Apparently, nobody wants to define the cotangent bundle. Silly rabbit 08:04, 10 November 2005 (UTC)

Would anyone be able add a slightly less high level, maybe more qualitative introduction? Halio 6 Dec 2005

Maybe we should go on about co-vector fields being dual to vector fields and do it components before we lose most of our readers by mentioning a sheaf? Billlion 05:26, 19 May 2006 (UTC)

I agree with what you guys have said. The definition given is very high level, and I found it rather impossible to understand in half an hour. I'll have to look it up, but if the definition naturally paralles the definition of the tangent bundle, then we really should state it in elementary form:

T^*(M) = \coprod_{x\in M}T^*_x(M) = \left\{(v,x) \colon x \in M \mbox{ and } v \in T^*_x M\right\}

That is, ordered pairs of a point in the manifold with cotangent vectors at that point. Very simple. --Chris Foster 05:55, 30 July 2006 (UTC)

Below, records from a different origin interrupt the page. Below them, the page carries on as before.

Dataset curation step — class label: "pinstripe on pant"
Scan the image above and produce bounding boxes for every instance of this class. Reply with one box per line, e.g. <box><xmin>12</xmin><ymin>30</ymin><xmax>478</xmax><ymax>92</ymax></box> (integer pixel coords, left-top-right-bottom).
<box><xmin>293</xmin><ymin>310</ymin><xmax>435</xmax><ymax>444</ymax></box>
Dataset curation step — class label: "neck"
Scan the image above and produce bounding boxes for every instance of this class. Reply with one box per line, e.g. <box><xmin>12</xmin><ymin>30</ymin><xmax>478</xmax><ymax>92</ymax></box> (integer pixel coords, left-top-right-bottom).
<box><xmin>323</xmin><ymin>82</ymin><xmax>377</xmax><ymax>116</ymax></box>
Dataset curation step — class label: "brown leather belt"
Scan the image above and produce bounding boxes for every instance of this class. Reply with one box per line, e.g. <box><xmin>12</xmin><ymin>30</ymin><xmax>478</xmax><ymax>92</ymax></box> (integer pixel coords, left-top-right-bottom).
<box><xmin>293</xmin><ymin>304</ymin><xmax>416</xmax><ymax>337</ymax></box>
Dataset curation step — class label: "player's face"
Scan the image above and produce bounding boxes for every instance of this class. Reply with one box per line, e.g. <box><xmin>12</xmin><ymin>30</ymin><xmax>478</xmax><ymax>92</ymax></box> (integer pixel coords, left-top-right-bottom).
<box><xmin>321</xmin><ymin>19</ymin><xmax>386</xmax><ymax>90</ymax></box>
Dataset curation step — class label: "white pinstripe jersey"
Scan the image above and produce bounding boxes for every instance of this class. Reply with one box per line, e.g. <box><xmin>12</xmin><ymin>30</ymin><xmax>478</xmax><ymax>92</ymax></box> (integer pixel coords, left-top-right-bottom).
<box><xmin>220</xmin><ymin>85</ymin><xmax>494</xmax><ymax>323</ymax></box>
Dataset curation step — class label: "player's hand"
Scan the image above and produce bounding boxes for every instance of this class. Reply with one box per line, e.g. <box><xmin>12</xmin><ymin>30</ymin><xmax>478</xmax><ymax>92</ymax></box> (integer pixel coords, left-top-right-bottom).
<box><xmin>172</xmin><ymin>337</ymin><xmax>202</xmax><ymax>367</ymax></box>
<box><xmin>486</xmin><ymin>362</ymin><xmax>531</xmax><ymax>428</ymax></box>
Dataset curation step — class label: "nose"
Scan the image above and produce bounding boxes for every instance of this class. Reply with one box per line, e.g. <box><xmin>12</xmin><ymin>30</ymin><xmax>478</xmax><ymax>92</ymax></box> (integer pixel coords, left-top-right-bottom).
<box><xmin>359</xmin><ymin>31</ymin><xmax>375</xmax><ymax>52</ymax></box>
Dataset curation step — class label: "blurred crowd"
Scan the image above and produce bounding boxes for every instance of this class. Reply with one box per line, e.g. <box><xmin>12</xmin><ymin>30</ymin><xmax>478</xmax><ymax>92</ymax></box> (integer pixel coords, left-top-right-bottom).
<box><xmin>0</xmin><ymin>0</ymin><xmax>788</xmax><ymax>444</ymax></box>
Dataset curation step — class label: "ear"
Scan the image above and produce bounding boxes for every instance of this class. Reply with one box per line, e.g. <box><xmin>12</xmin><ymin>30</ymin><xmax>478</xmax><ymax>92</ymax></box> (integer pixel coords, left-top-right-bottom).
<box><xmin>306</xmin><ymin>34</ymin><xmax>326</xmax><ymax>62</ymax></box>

Well yes as a set, and a vector space at each point, but this misses out the topology let alone the differntiable structure.Billlion 20:44, 30 July 2006 (UTC)
You're quite right, but perhaps we can attach the topological and smooth structure to the simple definition, as is done in the article on the tangent bundle? It seems to me that the balance between redundency and explanatory power lies in having a simple definition at the top of the article. Of course, the mathematically sophisticated version is always nice if you can understand without reading twenty other pages of definitions. It can be moved further down the page for those who understand the deeper structure. --Chris Foster 12:06, 7 August 2006 (UTC)

Can someone please clarify the difference between the examples of tangent and cotangent bundles as given in the Tangent bundle article: "Another simple example is the unit circle, S1. The tangent bundle of the circle is also trivial and isomorphic to S1 × R. Geometrically, this is a cylinder of infinite height." and the one given in this Cotangent bundle article: " The entire state space looks like a cylinder. The cylinder is the cotangent bundle of the circle." I could understand it if the tangent bundle example was a plane of tangents in the plane of the circle (with a hole in it) - but as written they seem to suggest the same image for both tangent and cotangent bundles, or am I missing something? Thanks in anticipation. PaulGEllis <pellis@london.edu>

Well for any (finite dimensional) manifold the tangent bundle and cotangent bundle are isomorphic as bundles, so of course the total spaces are diffeomorphic. However there is not a natural isomorphism between them, unless you have some additional structure such as Riemannian metric.Billlion 11:55, 30 December 2006 (UTC)